30 April 2018   23:06 Diperbarui: 1 Mei 2018   19:56 2734
+
Laporkan Konten
Laporkan Akun
Kompasiana adalah platform blog. Konten ini menjadi tanggung jawab bloger dan tidak mewakili pandangan redaksi Kompas.
Lihat foto
Ilustrasi. (pixabay)

Aku tetap suka menulis walau aku bukan mahasiswi jurusan sastra. Aku masih ingat, tulisan pertamaku saat masih kelas III SD menjadi kategori favorit yang dibacakan oleh wali kelas yang berjudul "Hari Menerima Rapor" lalu aku tulis ulang dengan sedikit memperbaikinya di kelas IV SD. 

Lalu Aku mulai belajar membaca beberapa puisi karangan Ismail Marzuki, Sanusi Pane, Chairil Anwar dan karangan lainnya yang sering ditulis dalam buku ajar mata pelajaran Bahasa Indonesia. Aku juga mulai belajar membaca beberapa cerpen ringan yang ditulis dalam buku ajar mata pelajaran Bahasa Indonesia tersebut.

Masuk bangku SMP Aku mulai menyukai seorang penulis, Sapardi Djoko Damono.

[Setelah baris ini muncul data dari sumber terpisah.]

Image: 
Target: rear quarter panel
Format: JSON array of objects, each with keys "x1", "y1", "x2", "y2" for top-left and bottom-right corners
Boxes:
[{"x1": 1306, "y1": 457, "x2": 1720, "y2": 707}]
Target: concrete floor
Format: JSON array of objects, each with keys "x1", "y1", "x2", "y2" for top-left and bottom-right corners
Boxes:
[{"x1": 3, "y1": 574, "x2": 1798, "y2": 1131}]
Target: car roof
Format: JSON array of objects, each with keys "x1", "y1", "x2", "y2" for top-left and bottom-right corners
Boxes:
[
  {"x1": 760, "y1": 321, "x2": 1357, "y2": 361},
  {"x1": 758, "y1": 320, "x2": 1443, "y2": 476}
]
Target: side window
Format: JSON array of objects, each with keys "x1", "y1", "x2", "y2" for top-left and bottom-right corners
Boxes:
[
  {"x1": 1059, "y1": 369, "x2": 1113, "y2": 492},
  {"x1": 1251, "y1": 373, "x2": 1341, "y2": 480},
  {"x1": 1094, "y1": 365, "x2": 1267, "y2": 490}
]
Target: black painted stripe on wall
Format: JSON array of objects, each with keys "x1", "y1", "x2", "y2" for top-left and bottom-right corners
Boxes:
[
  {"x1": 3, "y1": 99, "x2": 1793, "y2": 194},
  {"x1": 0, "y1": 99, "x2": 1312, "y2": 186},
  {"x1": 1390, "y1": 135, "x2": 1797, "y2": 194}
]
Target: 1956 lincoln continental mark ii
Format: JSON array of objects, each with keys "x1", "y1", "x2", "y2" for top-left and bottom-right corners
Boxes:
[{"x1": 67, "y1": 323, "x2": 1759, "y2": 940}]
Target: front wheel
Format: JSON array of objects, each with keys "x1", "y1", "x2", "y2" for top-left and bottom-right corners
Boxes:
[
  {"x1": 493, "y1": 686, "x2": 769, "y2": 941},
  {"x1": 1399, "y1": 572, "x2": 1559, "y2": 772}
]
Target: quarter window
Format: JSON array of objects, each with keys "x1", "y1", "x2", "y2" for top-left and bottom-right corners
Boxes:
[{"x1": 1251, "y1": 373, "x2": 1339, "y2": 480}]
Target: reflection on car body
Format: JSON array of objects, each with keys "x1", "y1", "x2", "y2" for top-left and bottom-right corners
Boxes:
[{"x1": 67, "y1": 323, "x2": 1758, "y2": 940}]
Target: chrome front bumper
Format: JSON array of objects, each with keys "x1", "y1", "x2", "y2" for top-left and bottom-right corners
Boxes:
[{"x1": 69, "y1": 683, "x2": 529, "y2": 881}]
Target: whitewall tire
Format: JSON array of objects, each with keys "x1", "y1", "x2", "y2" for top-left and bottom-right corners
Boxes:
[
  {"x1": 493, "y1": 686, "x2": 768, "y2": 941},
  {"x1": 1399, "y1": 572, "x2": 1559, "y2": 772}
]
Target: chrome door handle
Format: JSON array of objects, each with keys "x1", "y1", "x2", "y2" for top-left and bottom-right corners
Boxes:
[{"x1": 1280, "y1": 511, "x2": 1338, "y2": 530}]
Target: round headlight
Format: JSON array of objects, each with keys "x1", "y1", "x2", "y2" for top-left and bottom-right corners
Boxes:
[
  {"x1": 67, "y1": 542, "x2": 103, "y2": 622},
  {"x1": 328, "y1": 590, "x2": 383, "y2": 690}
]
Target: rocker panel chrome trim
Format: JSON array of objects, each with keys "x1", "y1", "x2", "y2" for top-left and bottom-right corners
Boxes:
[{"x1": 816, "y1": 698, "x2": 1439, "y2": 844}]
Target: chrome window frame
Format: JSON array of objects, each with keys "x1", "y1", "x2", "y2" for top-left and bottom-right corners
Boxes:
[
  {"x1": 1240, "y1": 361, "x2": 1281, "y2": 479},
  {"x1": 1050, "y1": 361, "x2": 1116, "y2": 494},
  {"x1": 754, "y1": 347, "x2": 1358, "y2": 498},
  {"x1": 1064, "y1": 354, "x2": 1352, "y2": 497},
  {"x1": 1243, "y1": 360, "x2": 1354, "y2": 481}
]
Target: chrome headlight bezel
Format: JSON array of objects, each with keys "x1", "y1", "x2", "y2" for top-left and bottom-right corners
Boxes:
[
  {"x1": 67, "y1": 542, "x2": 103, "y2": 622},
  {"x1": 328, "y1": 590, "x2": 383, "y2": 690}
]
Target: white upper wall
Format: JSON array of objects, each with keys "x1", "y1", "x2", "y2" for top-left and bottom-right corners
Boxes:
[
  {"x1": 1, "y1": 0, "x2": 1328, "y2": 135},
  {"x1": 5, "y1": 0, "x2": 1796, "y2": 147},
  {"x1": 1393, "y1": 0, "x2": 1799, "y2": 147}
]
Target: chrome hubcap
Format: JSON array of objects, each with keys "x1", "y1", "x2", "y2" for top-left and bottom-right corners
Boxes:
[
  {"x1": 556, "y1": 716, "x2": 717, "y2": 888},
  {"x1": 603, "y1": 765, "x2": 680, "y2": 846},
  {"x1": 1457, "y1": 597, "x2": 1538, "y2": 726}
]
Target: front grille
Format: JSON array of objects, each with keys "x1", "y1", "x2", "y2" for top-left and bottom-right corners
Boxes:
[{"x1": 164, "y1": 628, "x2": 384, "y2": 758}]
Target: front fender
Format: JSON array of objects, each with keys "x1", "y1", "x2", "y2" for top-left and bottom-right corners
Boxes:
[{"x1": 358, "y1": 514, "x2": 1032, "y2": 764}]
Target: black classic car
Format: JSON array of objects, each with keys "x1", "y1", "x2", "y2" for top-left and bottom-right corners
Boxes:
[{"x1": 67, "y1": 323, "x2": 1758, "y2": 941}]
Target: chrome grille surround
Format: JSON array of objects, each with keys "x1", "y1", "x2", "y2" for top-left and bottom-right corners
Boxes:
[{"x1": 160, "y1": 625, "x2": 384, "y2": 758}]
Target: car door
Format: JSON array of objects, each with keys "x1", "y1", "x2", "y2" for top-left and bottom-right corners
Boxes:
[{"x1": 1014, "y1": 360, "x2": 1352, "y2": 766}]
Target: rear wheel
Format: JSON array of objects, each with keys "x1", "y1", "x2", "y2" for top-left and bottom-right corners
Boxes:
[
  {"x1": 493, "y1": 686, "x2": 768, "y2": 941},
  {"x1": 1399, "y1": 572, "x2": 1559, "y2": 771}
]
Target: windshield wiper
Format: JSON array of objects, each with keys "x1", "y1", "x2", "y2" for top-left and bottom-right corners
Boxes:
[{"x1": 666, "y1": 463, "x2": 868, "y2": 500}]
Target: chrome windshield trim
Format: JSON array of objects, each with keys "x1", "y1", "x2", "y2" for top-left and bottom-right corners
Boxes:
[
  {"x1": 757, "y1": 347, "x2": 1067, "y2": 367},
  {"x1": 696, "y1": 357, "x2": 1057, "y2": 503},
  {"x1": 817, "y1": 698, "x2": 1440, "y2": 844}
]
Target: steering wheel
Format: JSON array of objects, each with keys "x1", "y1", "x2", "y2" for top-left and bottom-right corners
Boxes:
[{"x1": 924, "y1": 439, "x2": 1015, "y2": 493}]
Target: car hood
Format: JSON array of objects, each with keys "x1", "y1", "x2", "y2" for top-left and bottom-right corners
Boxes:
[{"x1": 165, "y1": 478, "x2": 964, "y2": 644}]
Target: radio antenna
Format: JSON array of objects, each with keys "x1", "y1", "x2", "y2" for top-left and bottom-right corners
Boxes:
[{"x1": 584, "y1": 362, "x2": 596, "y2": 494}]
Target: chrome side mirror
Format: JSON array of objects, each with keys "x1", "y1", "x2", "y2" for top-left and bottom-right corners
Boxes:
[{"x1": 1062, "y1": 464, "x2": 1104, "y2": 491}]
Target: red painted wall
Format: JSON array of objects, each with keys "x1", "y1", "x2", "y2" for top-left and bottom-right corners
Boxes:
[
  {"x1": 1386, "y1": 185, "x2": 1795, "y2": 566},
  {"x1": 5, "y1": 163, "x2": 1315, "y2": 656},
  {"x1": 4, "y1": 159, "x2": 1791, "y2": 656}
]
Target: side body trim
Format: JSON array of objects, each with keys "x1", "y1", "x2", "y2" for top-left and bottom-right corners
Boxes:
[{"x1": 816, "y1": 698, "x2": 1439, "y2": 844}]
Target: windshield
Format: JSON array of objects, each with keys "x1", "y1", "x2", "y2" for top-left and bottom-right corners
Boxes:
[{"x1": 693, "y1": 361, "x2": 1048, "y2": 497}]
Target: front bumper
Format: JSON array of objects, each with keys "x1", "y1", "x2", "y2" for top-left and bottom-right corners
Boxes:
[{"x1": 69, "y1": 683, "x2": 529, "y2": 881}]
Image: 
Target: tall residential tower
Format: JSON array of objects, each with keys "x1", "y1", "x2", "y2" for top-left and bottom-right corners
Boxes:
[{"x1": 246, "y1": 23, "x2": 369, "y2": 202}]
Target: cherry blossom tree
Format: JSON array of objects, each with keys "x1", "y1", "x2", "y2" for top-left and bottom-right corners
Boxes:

Aku tertarik dengan puisinya yang berjudul "Hujan Bulan Juni" lalu membaca beberapa puisi lainnya seperti Yang Fana Adalah Waktu, Aku Ingin dan lainnya. Waktu itu, diusiaku yang masih berkisar 11 tahun terlalu muda untuk menyukai karya Djoko Damono. 

Mungkin beberapa teman menanggap seleraku payah, kuno dan terlalu tua. Sampai pada tahun 2017, novel Hujan Bulan Juni karya Sapardi Djoko Damono tersebut diangkat menjadi film yang dibintangi oleh Adipati Dolken dan seorang teman bercerita padaku tentang film tersebut lalu dalam hati aku tertawa kecil teringat akan komentar teman SMP ku tentang aku yang dianggap selera payah karena menyukai Sapardi Djoko Damono diusia semuda itu.

Awal aku menyukai puisi Djoko Damono, sederhana. Aku selalu gagal paham memaknai arti puisinya yang berjudul Aku Ingin, yang sering ditulis diundangan pernikahan. Sekali ku baca, aku pikir itu puisi romantis yang indah. Ku baca kedua kali, aku pikir itu puisi sedih yang mendalam, ku baca berulang kali, aku masih tidak menemukan sebenarnya arti puisi tersebut. 

Lalu aku mendengar talk show Djoko Damono, dia mengatakan bahwa menulis puisi disengaja agar pembaca berpikir sesuka hati tentang makna puisi tersebut sampai akhirnya tidak akan menemui makna yang sebenarnya. Bukan berarti puisi tersebut tidak punya tujuan, tidak punya arti atau buram. 

Tapi dengan begitu, puisi tersebut akan tetap hidup sampai kapanpun. Coba bayangkan jika puisi ditulis dengan bahasa baku yang konkrit, setiap pembaca akan memiliki penafsiran yang sama dan puisi tersebut akan berhenti hanya sebatas selesainya pembaca membaca puisi. Karena sulitnya aku memahami maksud puisi-puisi Sapardi Djoko Damono, aku menyukainya.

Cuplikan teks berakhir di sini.